DEVA Partisi Genel Lideri Ali Babacan, Hatay’da partisinin Kırıkhan ilçe kongresinde konuştu. Rusya-Ukrayna savaşına ait değerlendirmelerde bulunan Babacan, yanı sıra Cumhurbaşkanı Erdoğan ve MHP Genel Lideri Bahçeli’nin yeni anayasaya gereksinim olduğuna dair açıklamalarını hatırlatarak, şu tabirleri kullandı: “13 ay oldu, yazmaya başladığınız yeni anayasa nerede?”
‘28 Şubatçı arıyorsanız, tıpkı gemide olduğunuz Perinçekgillere bakın’
“Sayın Erdoğan diyor ya “en küçük bir teklif ortaya koyamıyorlar” diye. Biz 45 sayfalık, tam bir mutabakat metnini teklif olarak ortaya koyduk. Görmediyse görmesini, okumadıysa okumasını tavsiye ediyorum. Ben artık kendisine buradan soruyorum. Pekala anayasa konusunda kendi teklifi neymiş? Duyan var mı? Gören var mı? Peşinden de krizlerin ortağı durur mu, o da koşmuş çabucak. Üzerinden tam 13 ay geçmiş, lisana kolay. Sayın Erdoğan, Sayın Bahçeli: Yazmaya başladığınız yeni anayasa nerede? Bir de şu var; sakın ola o denli sağa sola 28 Şubatçı falan demeyin. 28 Şubatçı arıyorsanız Beştepe’de sağınıza solunuza bakın. Tıpkı gemide olduğunuz, rotayı teslim ettiğiniz Perinçekgillere bakın.”
‘Sayın Erdoğan kendisini ‘milli irade’ zannediyor’
“Sayın Erdoğan ‘Güçlendirilmiş Parlamenter Sistem ulusal iradeye tehdittir’ demiş. Oksimoron diye bir tabir vardır. Birbiriyle zıt iki kavramın birebir anda kullanılması demek. Konuştuğu tam bir oksimoron. Ulusal iradenin en geniş temsille tecelli ettiği yer parlamentodur, yani Meclis’tir. Seçimde oy kullananların 90’ı, 95’i Meclis’te temsil edilir. Parlamenter sistem tam da ulusal iradenin en güçlü formda hayata geçirileceği sistemin ismidir.
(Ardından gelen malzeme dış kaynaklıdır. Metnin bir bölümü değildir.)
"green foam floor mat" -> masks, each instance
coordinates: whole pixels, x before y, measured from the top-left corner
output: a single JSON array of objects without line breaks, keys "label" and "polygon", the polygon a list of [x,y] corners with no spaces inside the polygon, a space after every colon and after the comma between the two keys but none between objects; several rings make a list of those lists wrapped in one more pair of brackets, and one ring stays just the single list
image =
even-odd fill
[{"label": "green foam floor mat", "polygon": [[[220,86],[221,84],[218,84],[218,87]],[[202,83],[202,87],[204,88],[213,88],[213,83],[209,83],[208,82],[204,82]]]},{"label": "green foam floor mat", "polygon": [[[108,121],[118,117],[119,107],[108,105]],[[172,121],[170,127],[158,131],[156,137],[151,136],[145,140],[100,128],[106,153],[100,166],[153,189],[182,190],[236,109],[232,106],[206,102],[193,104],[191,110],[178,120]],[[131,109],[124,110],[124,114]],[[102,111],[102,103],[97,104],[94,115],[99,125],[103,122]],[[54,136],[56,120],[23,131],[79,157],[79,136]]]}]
Lakin Sayın Erdoğan’ın zihni şöyle işliyor: ‘Ben 50+1’le seçildim. Yani ulusal irade benim.’ Kendisini ulusal irade zannediyor. ‘Güçlendirilmiş Parlamenter Sistem ulusal iradeye tehdittir’ derken de aslında, ‘bu sistem benim irademe tehdittir’ demek istiyor. Vaktinde sen 50+1’le seçilmiş olabilirsin, lakin, meclisin temsil gücü 90’dır, 95’dir. Temsilde Meclisle yarışamazsın.”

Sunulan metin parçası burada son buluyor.